As a general rule, computer viruses pretty much suck. Most of them sneak in, infiltrate your hard drive, and run quietly in the background so they can do their dirty deeds. But a new malware, Rombertik, automatically self-destructs if it’s detected by your computer or your antivirus protocols, dragging your hard drive down with it. Instead of stopping the attack, Rombertik goes into a constant reboot mode and causes your hard drive to startup over and over.
According to TechTimes, “The Rombertik executable contains a massive amount of ‘garbage code,’ which the malware does not utilize. This aids it in inflating the volume of the code, which analysts need to assess and review, succeeding in confusing identification processes.
“The malware also writes a single byte of arbitrary data to the memory a whopping 960 million times. This is effective in misleading sandboxes into thinking the virus to be a regular program. It ends up growing the data log to over 100GB, which is a time-consuming process and further complicates the analysis and detection of the malware.”
Fortunately, there are a few things you can do about it. First, Rombertik is spread almost predominantly through phishing emails, so do not click on any link sent to you unexpectedly, even from a contact whom you think you know. The sender may have been hacked and his email used to spread malicious links. The same goes for opening unsolicited attachments. Also, making sure your antivirus software is up-to-date can help prevent its taking hold in the first place.

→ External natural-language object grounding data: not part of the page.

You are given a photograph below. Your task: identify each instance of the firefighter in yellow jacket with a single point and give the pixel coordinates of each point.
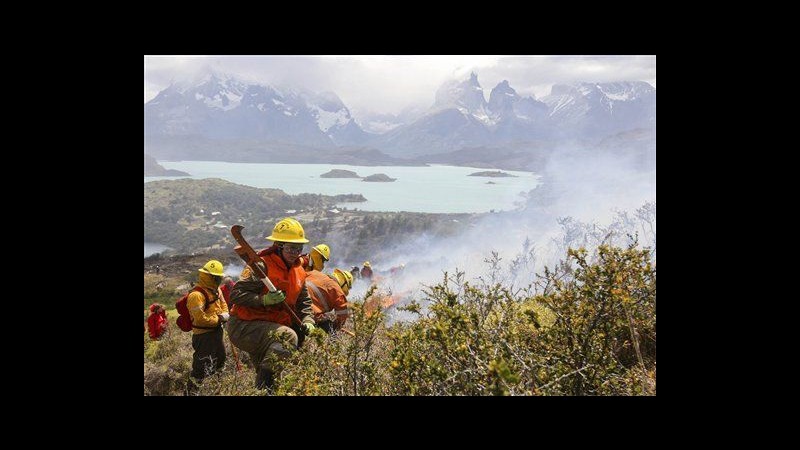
(207, 319)
(329, 296)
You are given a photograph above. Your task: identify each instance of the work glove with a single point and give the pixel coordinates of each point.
(273, 298)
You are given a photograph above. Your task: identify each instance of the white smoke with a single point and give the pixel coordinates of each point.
(584, 197)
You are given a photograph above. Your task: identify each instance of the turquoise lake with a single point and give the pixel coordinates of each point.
(431, 189)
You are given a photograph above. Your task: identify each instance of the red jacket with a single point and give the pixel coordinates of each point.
(157, 324)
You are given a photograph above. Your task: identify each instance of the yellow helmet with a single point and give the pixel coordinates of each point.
(213, 267)
(344, 278)
(323, 250)
(288, 230)
(319, 255)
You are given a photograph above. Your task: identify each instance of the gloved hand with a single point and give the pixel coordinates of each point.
(273, 298)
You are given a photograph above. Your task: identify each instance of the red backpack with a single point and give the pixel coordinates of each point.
(185, 319)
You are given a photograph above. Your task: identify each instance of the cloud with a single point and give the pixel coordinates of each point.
(387, 84)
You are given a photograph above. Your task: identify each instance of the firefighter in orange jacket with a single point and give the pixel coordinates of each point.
(329, 296)
(260, 323)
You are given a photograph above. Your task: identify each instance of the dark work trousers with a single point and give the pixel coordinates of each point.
(209, 353)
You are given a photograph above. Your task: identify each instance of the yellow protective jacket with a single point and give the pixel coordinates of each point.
(195, 302)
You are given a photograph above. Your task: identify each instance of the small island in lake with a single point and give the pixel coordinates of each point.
(382, 177)
(153, 169)
(490, 173)
(339, 173)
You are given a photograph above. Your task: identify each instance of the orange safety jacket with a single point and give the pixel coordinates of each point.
(326, 295)
(288, 280)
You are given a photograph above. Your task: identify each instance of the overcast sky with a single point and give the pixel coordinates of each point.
(387, 84)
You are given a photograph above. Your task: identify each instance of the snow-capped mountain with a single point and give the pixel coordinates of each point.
(461, 117)
(598, 109)
(223, 107)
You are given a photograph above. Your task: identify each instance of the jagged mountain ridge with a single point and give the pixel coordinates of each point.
(221, 107)
(461, 118)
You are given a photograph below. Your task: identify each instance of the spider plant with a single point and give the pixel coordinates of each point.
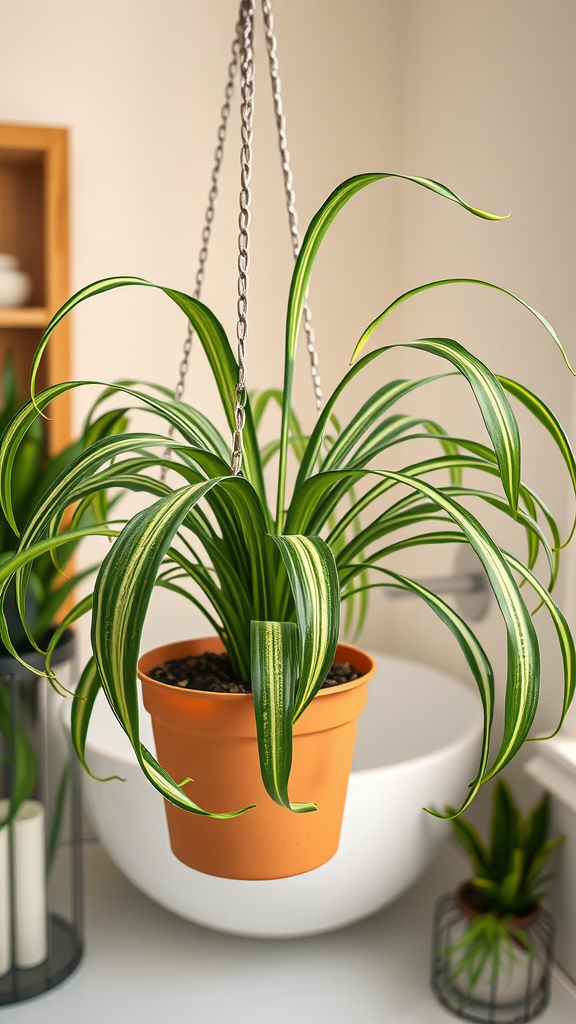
(506, 887)
(34, 471)
(270, 584)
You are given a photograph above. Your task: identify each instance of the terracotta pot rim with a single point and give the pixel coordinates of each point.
(210, 695)
(525, 921)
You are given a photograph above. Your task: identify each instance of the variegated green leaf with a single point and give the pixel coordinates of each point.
(495, 408)
(476, 657)
(300, 280)
(214, 341)
(275, 662)
(562, 628)
(464, 281)
(314, 581)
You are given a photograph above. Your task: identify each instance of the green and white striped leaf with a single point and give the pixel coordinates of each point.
(214, 341)
(122, 594)
(475, 655)
(275, 667)
(496, 411)
(564, 635)
(316, 589)
(300, 280)
(550, 423)
(466, 281)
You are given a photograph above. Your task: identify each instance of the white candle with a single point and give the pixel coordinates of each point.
(30, 885)
(5, 937)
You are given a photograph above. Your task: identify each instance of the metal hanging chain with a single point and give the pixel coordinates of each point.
(247, 110)
(208, 221)
(289, 189)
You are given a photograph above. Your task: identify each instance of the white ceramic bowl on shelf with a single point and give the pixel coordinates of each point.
(15, 286)
(418, 743)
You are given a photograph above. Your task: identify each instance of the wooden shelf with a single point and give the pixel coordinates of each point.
(24, 316)
(34, 228)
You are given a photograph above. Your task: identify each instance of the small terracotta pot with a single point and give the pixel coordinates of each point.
(212, 738)
(465, 903)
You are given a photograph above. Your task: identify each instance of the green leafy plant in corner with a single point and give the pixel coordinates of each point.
(33, 473)
(269, 572)
(508, 873)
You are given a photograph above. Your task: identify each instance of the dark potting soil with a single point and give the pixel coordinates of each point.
(213, 672)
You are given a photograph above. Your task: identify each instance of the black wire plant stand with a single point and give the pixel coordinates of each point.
(520, 992)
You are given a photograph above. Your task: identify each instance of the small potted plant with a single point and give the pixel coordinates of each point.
(493, 940)
(271, 583)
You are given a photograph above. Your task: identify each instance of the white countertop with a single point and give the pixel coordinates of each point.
(144, 964)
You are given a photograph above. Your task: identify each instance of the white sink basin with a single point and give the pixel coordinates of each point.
(418, 743)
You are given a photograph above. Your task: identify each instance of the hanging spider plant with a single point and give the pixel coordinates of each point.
(273, 583)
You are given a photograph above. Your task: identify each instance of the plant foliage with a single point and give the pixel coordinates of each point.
(273, 582)
(508, 870)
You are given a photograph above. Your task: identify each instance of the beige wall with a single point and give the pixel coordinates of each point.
(479, 95)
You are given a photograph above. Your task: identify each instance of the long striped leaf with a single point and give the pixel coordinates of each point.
(551, 424)
(122, 594)
(564, 635)
(464, 281)
(493, 403)
(476, 657)
(82, 707)
(213, 339)
(524, 656)
(314, 581)
(300, 280)
(275, 667)
(363, 420)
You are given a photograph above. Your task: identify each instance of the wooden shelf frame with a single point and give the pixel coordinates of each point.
(34, 225)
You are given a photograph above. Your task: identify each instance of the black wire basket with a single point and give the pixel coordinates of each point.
(517, 992)
(41, 919)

“Rombertik has been identified to propagate via spam and phishing messages sent to would-be victims … At a high level, Rombertik is a complex piece of malware that is designed to hook into the user’s browser to read credentials and other sensitive information for exfiltration to an attacker controlled server, similar to Dyre. However, unlike Dyre which was designed to target banking information, Rombertik collects information from all websites in an indiscriminate manner,” explained Ben Baker and Alex Chiu of Cisco.